Galapagos: Cronaca di una fine annunciata

(Maurizio Traverso dopo un soggiorno di oltre un anno in Ecuador affronta il Problema delle isole Galapagos)

Continuo a leggere sul Giornalino articoli entusiastici sulle Isole Galapagos, viste come “paradiso terrestre”, “arca di Noè del Pacifico”, luogo incredibile per flora e fauna e sempre traspare dalle parole una sorta di ceca fiducia per il presente ed il futuro delle isole.  Decine di partecipanti e di Capigruppo, abbagliati dalla “diversità” dei luoghi, si lasciano trascinare da una sorta di infantilismo che, complice anche il breve tempo di permanenza, fa sembrare tutto bello, perfetto, eterno. Niente di più falso! Las Islas Encantadas sono in coma profondo e se continua così in capo a pochi decenni non saranno più che un ricordo…

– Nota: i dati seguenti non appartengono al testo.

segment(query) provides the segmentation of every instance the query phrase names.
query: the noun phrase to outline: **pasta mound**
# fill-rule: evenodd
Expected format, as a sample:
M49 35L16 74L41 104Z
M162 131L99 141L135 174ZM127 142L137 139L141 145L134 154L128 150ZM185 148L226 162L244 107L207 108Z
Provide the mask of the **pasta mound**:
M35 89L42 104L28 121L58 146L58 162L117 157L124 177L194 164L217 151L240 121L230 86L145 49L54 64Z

E posso ben dirlo io che ho lavorato a lungo in Ecuador visitando le Galapagos a distanza di circa 5 anni e seguendo tutta la loro storia sui media locali. Sulle isole, nominalmente Parco Nazionale, zona protetta, santuario della natura, e chi ne ha più ne metta, incombono tre pericoli mortali: turismo, “sviluppo” economico, politica. Il numero di turisti ammessi annualmente al Parco è in teoria contingentato, non più di 75000 persone, e già sarebbe una enormità, considerata la delicatissima ecologia dei luoghi. In pratica poi, visto che ogni turista paga un biglietto di ingresso di ben 40 dollari più un passaggio aereo dal costo spropositato, e considerando che lo stato ecuadoiano è perennemente affamato di valuta, vengono ammessi tutti i turisti che si presentano, creando delle vere e proprie resse. Basti pensare che dalla nave della Metropolitan tours sbarcano sulle varie isole ed isolette ben 90 persone alla volta con somma felicità delle sule nidificanti, delle iguane e delle foche che non hanno più un attimo di respiro in tutta la giornata e che stanno rapidamente imparando a cercare il cibo dalle mani dei turisti, in barba a tutti i divieti. Inoltre l’eccessivo calpestio  porta all’inadirimento ed allo sgretolamento del fragile substrato lavico e questo malgrado i percorsi obbligati.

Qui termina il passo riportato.